In this study, we evaluated the effects of aging and preactivation on the forces produced by Ni-Ti closed coils. We measured the forces in the days 0, 22 and 45, while two groups were kept in room temperature and two groups were incubated in 37°C. We found that the mean forces produced by the coils, in all time periods, were slightly higher than the target force stated by the manufacturer. Vidoni et al.,[1] Bezrouk et al.[4] and Maganzini et al.[6] also reported that the mean forces produced by Ni-Ti coils were higher than the target force of the manufacturer. This difference could be due to different method of measurement between these studies and the manufacturer. In this study and the studies mentioned, the force measurements were performed by the highly accurate universal testing machine.

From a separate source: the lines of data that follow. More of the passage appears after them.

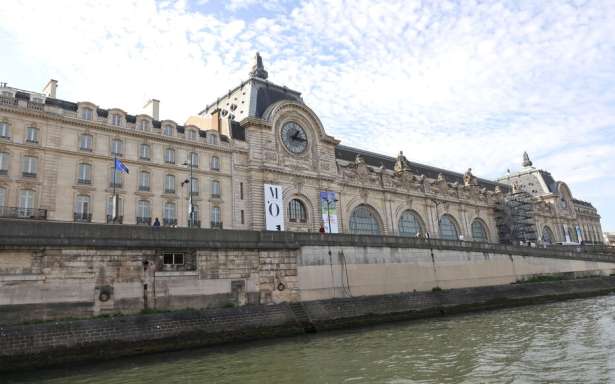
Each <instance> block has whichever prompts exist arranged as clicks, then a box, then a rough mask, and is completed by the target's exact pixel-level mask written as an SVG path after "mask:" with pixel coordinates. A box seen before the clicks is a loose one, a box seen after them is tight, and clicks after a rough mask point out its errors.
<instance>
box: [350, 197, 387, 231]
mask: <svg viewBox="0 0 615 384" xmlns="http://www.w3.org/2000/svg"><path fill="white" fill-rule="evenodd" d="M379 222H380V221H379V218H378V213H376V211H375V210H374V209H373V208H372V207H370V206H369V205H366V204H361V205H359V206H357V207H356V208H355V209H353V211H352V214H351V215H350V232H351V233H356V234H360V235H377V234H380V224H379Z"/></svg>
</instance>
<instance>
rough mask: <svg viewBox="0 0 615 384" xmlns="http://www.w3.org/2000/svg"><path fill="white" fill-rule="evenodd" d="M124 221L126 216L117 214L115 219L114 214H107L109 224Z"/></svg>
mask: <svg viewBox="0 0 615 384" xmlns="http://www.w3.org/2000/svg"><path fill="white" fill-rule="evenodd" d="M122 223H124V216H117V217H116V218H115V221H113V216H112V215H107V224H122Z"/></svg>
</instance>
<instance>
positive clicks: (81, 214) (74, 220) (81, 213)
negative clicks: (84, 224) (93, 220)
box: [73, 212, 92, 223]
mask: <svg viewBox="0 0 615 384" xmlns="http://www.w3.org/2000/svg"><path fill="white" fill-rule="evenodd" d="M73 220H74V221H79V222H85V223H89V222H91V221H92V214H91V213H87V212H74V213H73Z"/></svg>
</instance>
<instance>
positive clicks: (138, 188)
mask: <svg viewBox="0 0 615 384" xmlns="http://www.w3.org/2000/svg"><path fill="white" fill-rule="evenodd" d="M267 77H268V73H267V71H265V69H264V67H263V63H262V59H261V58H260V56H258V55H257V57H256V64H255V66H254V68H253V70H252V71H251V72H250V77H249V79H248V80H247V81H245V82H243V83H241V84H240V85H239V86H238V87H236V88H234V89H232V90H230V91H229V92H228V93H227V94H226V95H224V96H223V97H221V98H218V99H217V100H216V101H215V102H214V103H212V104H210V105H208V106H207V107H206V108H205V109H204V110H203V111H201V112H200V114H199V116H192V117H189V118H188V119H187V123H186V124H185V125H183V126H182V125H178V124H176V123H175V122H172V121H169V120H160V119H159V118H158V110H159V102H158V101H157V100H153V101H151V102H150V104H149V105H150V107H151V108H150V110H149V112H148V113H149V114H139V115H129V114H127V113H126V112H124V111H122V110H121V109H117V108H112V109H108V110H105V109H100V108H99V107H98V106H96V105H95V104H93V103H89V102H79V103H71V102H67V101H63V100H60V99H57V98H56V92H55V85H56V84H55V83H53V82H52V83H50V84H52V86H51V88H50V86H49V85H48V86H47V87H46V89H45V93H35V92H26V91H21V90H18V89H15V88H10V87H6V86H5V87H3V88H2V89H1V91H2V97H1V98H0V124H3V126H4V127H5V128H4V132H5V134H4V135H0V136H4V137H0V152H1V153H3V154H4V155H3V156H4V157H3V159H4V160H3V163H2V164H3V167H4V168H3V169H4V170H0V206H4V207H8V208H4V213H5V214H4V216H6V213H7V212H8V213H10V214H14V215H16V216H23V217H38V216H39V214H38V213H37V212H34V211H32V210H31V208H34V209H36V208H42V209H45V210H46V212H47V214H46V217H47V218H48V219H52V220H65V221H71V220H75V221H92V222H99V223H101V222H102V223H104V222H109V221H111V220H112V219H113V216H114V208H113V203H112V200H111V196H112V195H113V193H114V191H115V193H117V194H118V195H119V197H120V199H121V202H120V204H119V208H118V210H119V212H118V216H119V218H120V220H116V221H114V222H115V223H117V222H118V221H121V222H122V223H128V224H134V223H137V224H139V223H146V224H150V223H151V221H152V220H153V218H155V217H158V218H160V219H161V222H162V224H163V225H164V224H168V225H171V226H174V225H178V226H187V225H188V224H189V214H188V212H189V211H190V206H191V205H192V206H193V207H194V208H195V210H196V212H195V214H194V215H195V216H194V221H196V224H198V226H200V227H204V228H210V227H214V228H220V227H223V228H225V229H252V230H262V229H264V228H265V224H266V212H265V196H264V188H263V185H264V184H272V185H276V186H279V187H280V188H281V190H282V198H283V209H282V214H283V217H284V225H283V226H284V229H285V230H290V231H307V232H317V231H319V230H320V229H321V227H328V225H327V224H328V223H327V221H328V218H329V216H323V213H322V212H323V206H322V205H323V203H322V202H321V198H320V194H321V192H327V193H335V195H334V196H335V200H336V201H332V202H330V203H331V204H333V206H334V208H335V215H336V219H337V222H338V229H339V232H344V233H363V234H365V233H368V234H374V233H379V234H387V235H404V236H417V235H418V236H421V237H439V238H447V239H463V240H472V241H483V242H485V241H486V242H498V241H499V240H500V238H499V231H498V223H497V215H496V208H497V206H498V204H499V203H500V202H501V201H502V199H503V196H505V195H506V194H507V193H509V192H510V191H511V185H512V184H511V183H512V182H513V181H514V177H512V178H507V179H501V180H499V182H495V181H490V180H484V179H478V178H476V177H475V176H474V175H472V173H471V169H469V170H468V171H467V172H466V174H460V173H455V172H451V171H447V170H443V169H438V168H434V167H430V166H426V165H422V164H418V163H412V162H410V161H408V160H407V159H406V158H405V156H404V155H403V153H401V152H400V153H399V155H398V156H397V157H396V158H394V157H389V156H384V155H379V154H375V153H370V152H366V151H362V150H359V149H354V148H349V147H345V146H343V145H340V141H339V140H337V139H335V138H333V137H331V136H330V135H328V134H327V133H326V131H325V129H324V127H323V125H322V123H321V121H320V119H319V118H318V116H317V115H316V113H314V111H312V110H311V109H310V108H309V107H308V106H307V105H306V104H305V103H304V102H303V99H302V98H301V94H300V93H299V92H297V91H294V90H291V89H288V88H287V87H282V86H279V85H276V84H274V83H272V82H270V81H269V80H267ZM289 127H291V128H289ZM289 130H290V131H289ZM289 132H290V133H289ZM0 133H1V132H0ZM34 136H36V138H35V140H34V139H32V138H33V137H34ZM88 140H89V141H88ZM170 150H172V151H173V152H172V153H173V154H174V155H173V156H172V157H173V161H169V158H168V156H169V155H168V153H169V152H168V151H170ZM114 152H119V154H114ZM191 152H194V153H196V157H195V159H197V160H198V161H197V162H198V164H197V165H196V166H195V167H193V176H194V179H193V182H192V183H188V184H186V183H182V181H185V180H188V179H189V175H190V171H189V169H188V168H189V167H187V166H185V165H182V164H184V161H186V163H189V162H190V153H191ZM116 157H119V158H120V160H121V161H122V162H123V163H124V164H125V165H126V166H127V167H128V168H129V169H130V174H128V175H126V174H123V175H121V180H120V182H119V183H117V184H118V186H117V187H116V188H115V189H114V188H112V187H111V186H110V182H112V181H113V178H112V176H113V173H112V167H113V164H114V158H116ZM528 161H529V159H528ZM32 164H34V165H32ZM532 169H533V168H532ZM524 172H525V171H524ZM536 172H538V171H536ZM540 172H542V171H540ZM519 175H521V174H519ZM170 177H171V180H173V183H172V184H173V188H170V187H169V185H168V182H167V180H168V178H170ZM144 180H146V181H144ZM190 185H193V187H192V188H194V192H195V193H193V194H192V195H191V193H190V192H189V188H191V187H190ZM561 196H566V197H565V198H563V200H565V201H567V202H568V204H569V205H568V208H567V210H566V209H563V208H562V207H561V206H560V205H558V204H557V202H558V201H560V200H562V198H560V197H561ZM191 199H192V200H191ZM190 201H192V204H190ZM534 203H535V209H534V210H533V215H534V225H535V227H536V228H537V232H538V234H539V236H538V239H539V240H542V239H543V238H544V236H543V235H542V232H543V231H544V228H545V227H549V228H550V229H551V231H553V239H551V242H555V241H566V239H568V238H567V237H566V236H564V231H566V229H565V228H576V227H577V226H578V227H579V231H580V232H579V234H580V236H576V240H577V241H580V240H595V238H596V236H594V235H593V234H595V233H600V221H599V219H600V217H599V216H598V214H597V212H596V210H595V209H594V208H593V207H592V206H591V204H589V203H583V202H580V201H578V200H574V199H572V197H571V195H570V192H569V190H568V189H567V187H566V186H565V185H564V184H562V185H561V186H558V187H557V188H556V190H553V191H548V192H547V193H545V194H537V195H536V199H535V201H534ZM12 207H15V208H17V209H16V210H13V209H12ZM20 208H21V209H20ZM24 208H25V210H24ZM325 212H326V210H325ZM575 233H576V232H575ZM569 240H570V241H573V240H574V239H573V238H570V239H569Z"/></svg>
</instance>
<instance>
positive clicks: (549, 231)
mask: <svg viewBox="0 0 615 384" xmlns="http://www.w3.org/2000/svg"><path fill="white" fill-rule="evenodd" d="M554 241H555V236H554V235H553V231H552V230H551V228H549V227H548V226H546V225H545V227H544V228H543V229H542V242H543V243H545V244H553V242H554Z"/></svg>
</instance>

The results of this study showed that the forces produced by coils in room temperature had no significant difference with the forces produced by coils kept in the incubator, which means that prolonged moisture and heat did not affect the forces produced by Ni-Ti closed coils. Vidoni et al.[1] and Wichelhaus et al.[3] showed that the presence of moisture and heat doesn’t affect the forces produced by Ni-Ti coils. On the other hand, Tripolt et al.[7] stated that heat increases the forces produced by Ni-Ti coils, but in the oral environment the magnitude of this force change is not significant. Bourke et al.[8] showed that Ni-Ti closed coils could maintain their force levels during oral environment changes. It seems that in normal conditions, phase change does not occur in Ni-Ti alloys present in the oral cavity. Wichelhaus et al.[3] have reported that some manufacturers preactivate the Ni-Ti coils, which results in a longer plateau in the stress-strain charts of the coils. Our study showed that preactivation doesn’t affect the forces produced by Ni-Ti closed coil in either dry or incubated environments. Regarding the change in forces produced by Ni-Ti closed coils, our study showed that the incubated coil (either preactivated or nonpreactivated) forces decreased over time, but the coils kept in room temperature (preactivated or nonpreactivated) showed increased forces over time. However, none of these changes were statistically significant. Nattrass et al.[11] have reported an increase in forces produced by Ni-Ti coils over time whilst, Angolkar et al.[12] showed a decrease in Ni-Ti coil forces over time. Vidoni et al.[1] reported that nitinol coils had no significant force change overtime (after 45 days) but Ni-Ti coils had a slight force decrease after 45 days which was statistically significant but didn’t have clinical significance.

In the studies of Nattrass et al.[11] and Angolkar et al.[12] thermocycling was not performed, which could explain the different results. In Vidoni et al.[1] study, the coils were stretched 50% of their initial length, whilst in our study, the coils were stretched 30% and a different brand of coil was used in their study, which could be the cause of different results.

CONCLUSION

Aging process does not affect the forces produced by Ni-Ti closed coil spring.

Preactivation has no statistically significant effect on the forces generated by Ni-Ti closed coils.